S = 0.0002942031272530988, T = 1002.6307076502651 m2/day
rms residual = 0.040215620786

We can also plot the fit:

plt.plot(t, s, 'x', label='data')
plt.plot(t, theis_fit, label='fit')
plt.xlabel(r'$t\;/\mathrm{days}$')
plt.ylabel(r'$s\;/\mathrm{m}$')
plt.legend(loc=4)
plt.show()

enter image description here

B. `leastsq`

leastsq requires an initial guess for the fit parameters but allows additional arguments (beyond the fit parameters) to be passed to the objective function. However, it requires a function to calculate the residuals: the difference between the "observed" and "modelled" data points:

from scipy.optimize import leastsq

def theis_resid(p, t, s, Q, r):
    """Calculate the residual between observed and calculated drawdown s(t).

    This version uses the exact Theis equation.
    The parameters S, T are packed into the tuple p.

    """

    S, T = p
    return s - theis_drawdown(t, S, T, Q, r)

Both leastsq and curve_fit can be provided with the Jacobian: a vector of the first derivatives of the model function with respect to each of the fit parameters. In the case of the Theis function, these can be calculated analytically: $$ \frac{\mathrm{d}s(r,t)}{\mathrm{d}S} = -\frac{Q}{4\pi T S}e^{-u} \quad \mathrm{and} \quad \frac{\mathrm{d}s(r,t)}{\mathrm{d}T} = \frac{Q}{4\pi T^2}\left[-W(u) + e^{-u}\right] $$

def theis_Dfun(p, t, s, Q, r):
    """Calculate and return ds/dS and ds/dT for the Theis equation.

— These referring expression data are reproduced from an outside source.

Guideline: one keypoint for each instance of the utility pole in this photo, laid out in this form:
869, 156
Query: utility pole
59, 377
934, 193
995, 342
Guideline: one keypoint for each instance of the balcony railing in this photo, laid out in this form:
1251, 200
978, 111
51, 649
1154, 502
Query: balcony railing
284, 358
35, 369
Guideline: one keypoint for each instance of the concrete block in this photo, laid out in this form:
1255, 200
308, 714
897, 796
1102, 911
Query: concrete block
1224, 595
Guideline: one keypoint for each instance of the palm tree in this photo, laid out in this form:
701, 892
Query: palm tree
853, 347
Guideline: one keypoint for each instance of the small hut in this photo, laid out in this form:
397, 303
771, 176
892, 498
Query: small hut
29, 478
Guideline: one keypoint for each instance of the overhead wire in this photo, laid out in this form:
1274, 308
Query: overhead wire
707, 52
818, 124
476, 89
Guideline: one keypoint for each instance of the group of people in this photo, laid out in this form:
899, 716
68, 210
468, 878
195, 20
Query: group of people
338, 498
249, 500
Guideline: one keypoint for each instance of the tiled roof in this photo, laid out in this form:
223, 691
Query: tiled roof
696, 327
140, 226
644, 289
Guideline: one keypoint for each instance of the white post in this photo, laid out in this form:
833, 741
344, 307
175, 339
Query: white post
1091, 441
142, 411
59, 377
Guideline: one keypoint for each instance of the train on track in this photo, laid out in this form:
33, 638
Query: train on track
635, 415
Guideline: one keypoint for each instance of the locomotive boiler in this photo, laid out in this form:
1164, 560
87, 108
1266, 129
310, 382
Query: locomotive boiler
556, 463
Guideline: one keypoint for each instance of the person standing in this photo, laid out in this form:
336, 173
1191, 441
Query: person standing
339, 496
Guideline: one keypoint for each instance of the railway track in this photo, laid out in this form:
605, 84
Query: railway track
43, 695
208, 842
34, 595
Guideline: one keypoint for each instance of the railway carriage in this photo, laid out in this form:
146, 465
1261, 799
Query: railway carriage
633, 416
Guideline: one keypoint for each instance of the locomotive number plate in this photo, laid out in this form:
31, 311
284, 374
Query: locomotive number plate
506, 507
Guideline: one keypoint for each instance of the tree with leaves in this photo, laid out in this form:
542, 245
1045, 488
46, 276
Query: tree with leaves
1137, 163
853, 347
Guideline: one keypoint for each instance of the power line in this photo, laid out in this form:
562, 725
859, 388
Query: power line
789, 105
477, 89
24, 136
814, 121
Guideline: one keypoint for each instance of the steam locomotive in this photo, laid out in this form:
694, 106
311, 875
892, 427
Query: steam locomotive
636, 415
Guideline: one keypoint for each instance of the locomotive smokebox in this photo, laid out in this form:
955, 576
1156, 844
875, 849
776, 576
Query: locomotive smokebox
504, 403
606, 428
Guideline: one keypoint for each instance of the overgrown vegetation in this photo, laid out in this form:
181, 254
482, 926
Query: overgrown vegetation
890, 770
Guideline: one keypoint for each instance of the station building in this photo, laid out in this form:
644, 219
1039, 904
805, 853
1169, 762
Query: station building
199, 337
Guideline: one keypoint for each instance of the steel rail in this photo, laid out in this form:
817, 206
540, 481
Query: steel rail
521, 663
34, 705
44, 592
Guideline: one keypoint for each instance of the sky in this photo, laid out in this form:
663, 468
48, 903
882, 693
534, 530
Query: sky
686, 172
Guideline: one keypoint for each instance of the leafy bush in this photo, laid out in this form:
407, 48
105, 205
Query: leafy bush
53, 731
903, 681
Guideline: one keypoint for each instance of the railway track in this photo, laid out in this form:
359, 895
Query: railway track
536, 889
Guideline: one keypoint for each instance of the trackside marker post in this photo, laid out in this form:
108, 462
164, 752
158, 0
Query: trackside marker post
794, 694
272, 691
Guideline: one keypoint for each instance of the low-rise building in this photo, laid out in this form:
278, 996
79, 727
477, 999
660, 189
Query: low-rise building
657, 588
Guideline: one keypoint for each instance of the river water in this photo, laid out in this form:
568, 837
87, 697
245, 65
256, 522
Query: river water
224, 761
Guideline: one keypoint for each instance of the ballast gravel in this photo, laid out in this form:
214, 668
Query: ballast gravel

    The parameters S, T are packed into the tuple p.

    """

    S, T = p
    u = calc_u(r, S, T, t)
    dsdS = -Q / 4 / np.pi / T / S * np.exp(-u)
    dsdT = Q / 4 / np.pi / T**2 * (-exp1(u) + np.exp(-u))
    return np.array((-dsdS, -dsdT)).T

# Initial guesses for the fit parameters
p0 = 0.01, 1500
popt, flag = leastsq(theis_resid, p0, Dfun=theis_Dfun, args=(t, s, Q, r))
Sfit, Tfit = popt
print('S = {}, T = {} m2/day'.format(Sfit, Tfit))
theis_fit = theis_drawdown(t, Sfit, Tfit, Q, r)
rms_resid = np.sqrt(np.sum((s - theis_fit)**2))
print('rms residual =', rms_resid)

Output:

S = 0.00029420317360281554, T = 1002.6306958749764 m2/day
rms residual = 0.040215620786